In agreement with other studies [32,33,34], we found a close association between loss of nuclear immunostaining for ATRX and IDH mutations and that no 1p/19q co-deleted tumour showed loss of nuclear ATRX staining. This finding supports the proposal that testing for 1p/19q co-deletion may not be indicated in an ATRX immunonegative tumour [32]. We also found a strong positive association between IDH mutation and TP53 overexpression and a strong negative association between TP53 overexpression and chromosome 1p/19q co-deletion.

The grading system that has been incorporated into previous WHO classifications has largely been determined by histopathological features. Increasing grade has been associated with cumulative anaplastic features; in particular, mitotic activity, endothelial cell hyperplasia and necrosis. The segregation of diffuse astrocytoma into distinct molecular sub-types, as shown in our and other studies, suggests that a molecular grading scheme could now be developed [34,35,36].

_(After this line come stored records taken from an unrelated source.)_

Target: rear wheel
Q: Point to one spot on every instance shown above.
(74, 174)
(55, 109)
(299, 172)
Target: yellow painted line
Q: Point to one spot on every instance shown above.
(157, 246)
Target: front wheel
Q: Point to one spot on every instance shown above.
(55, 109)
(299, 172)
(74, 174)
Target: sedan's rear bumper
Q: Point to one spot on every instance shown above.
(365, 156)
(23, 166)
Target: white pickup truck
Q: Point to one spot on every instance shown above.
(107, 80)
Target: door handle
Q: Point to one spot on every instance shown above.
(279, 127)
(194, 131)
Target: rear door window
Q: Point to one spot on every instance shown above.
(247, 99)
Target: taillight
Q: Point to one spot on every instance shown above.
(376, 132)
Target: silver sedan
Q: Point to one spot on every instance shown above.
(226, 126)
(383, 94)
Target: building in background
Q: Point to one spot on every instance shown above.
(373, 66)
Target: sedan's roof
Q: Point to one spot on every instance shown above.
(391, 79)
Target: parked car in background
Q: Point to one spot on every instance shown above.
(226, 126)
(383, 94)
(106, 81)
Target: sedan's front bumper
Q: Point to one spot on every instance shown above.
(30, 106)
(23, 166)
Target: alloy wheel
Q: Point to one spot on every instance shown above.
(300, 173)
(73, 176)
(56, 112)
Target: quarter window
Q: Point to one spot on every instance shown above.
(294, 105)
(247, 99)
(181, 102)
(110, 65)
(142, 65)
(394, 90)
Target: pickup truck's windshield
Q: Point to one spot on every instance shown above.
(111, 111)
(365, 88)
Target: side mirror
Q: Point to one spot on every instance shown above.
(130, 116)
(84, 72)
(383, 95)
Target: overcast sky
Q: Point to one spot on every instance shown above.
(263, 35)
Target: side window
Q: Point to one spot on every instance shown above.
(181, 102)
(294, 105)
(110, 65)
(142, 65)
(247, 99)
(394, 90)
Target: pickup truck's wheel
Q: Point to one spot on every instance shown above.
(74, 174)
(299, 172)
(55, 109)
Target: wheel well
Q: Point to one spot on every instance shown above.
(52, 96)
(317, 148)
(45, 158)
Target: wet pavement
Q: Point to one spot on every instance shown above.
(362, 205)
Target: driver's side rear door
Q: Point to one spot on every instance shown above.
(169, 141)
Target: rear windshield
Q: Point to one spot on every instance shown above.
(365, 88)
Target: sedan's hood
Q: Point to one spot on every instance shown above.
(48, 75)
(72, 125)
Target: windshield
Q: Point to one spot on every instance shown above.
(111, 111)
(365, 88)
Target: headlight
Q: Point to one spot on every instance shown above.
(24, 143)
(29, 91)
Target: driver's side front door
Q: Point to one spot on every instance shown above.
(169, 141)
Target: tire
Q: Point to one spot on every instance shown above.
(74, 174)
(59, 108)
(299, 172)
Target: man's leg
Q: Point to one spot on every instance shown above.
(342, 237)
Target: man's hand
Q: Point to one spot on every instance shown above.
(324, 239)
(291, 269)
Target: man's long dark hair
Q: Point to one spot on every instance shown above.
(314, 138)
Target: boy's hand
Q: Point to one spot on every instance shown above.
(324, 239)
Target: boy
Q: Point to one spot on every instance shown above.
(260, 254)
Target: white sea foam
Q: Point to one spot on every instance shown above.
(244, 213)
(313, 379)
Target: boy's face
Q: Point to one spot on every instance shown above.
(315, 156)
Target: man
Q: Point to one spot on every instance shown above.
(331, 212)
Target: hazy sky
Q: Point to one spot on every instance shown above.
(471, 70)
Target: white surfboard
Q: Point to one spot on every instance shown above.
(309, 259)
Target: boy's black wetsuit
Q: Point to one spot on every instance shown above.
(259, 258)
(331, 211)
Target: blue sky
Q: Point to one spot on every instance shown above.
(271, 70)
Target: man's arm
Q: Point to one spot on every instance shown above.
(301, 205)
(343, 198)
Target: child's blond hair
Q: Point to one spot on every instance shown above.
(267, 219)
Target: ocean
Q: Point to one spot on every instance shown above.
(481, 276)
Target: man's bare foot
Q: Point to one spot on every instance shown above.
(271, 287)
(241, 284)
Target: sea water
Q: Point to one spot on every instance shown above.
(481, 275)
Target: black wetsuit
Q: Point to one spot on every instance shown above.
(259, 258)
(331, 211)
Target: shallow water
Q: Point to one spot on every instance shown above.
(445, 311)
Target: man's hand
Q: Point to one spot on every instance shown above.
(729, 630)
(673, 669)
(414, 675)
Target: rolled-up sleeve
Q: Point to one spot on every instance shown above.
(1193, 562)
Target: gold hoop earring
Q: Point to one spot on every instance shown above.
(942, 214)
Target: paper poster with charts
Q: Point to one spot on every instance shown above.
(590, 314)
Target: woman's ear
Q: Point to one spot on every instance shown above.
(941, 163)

We conclude that the objective molecular-genetic criteria of the 2016 revision provide for clearer separation of diffuse glioma sub-types than was achieved by the morphological criteria of the 2007 scheme. In its current form however, the revision is confined to 1p/19q and IDH alterations for the classification of diffuse gliomas. Our and other studies suggest that alterations in ATRX and TP53 genes give additional information that is useful in separating oligodendroglial from astrocytic tumours and also provide prognostic data. As well, TERTp alterations appear to provide further segregation of 1p/19q co-deleted IDH mutated tumours and those that are found to be IDH wild type with intact 1p/19q [15]. Future iterations of the WHO Classification of CNS tumours may incorporate these additional molecular features into both classification and “molecular grading” as the capacity of laboratories to perform molecular testing expands.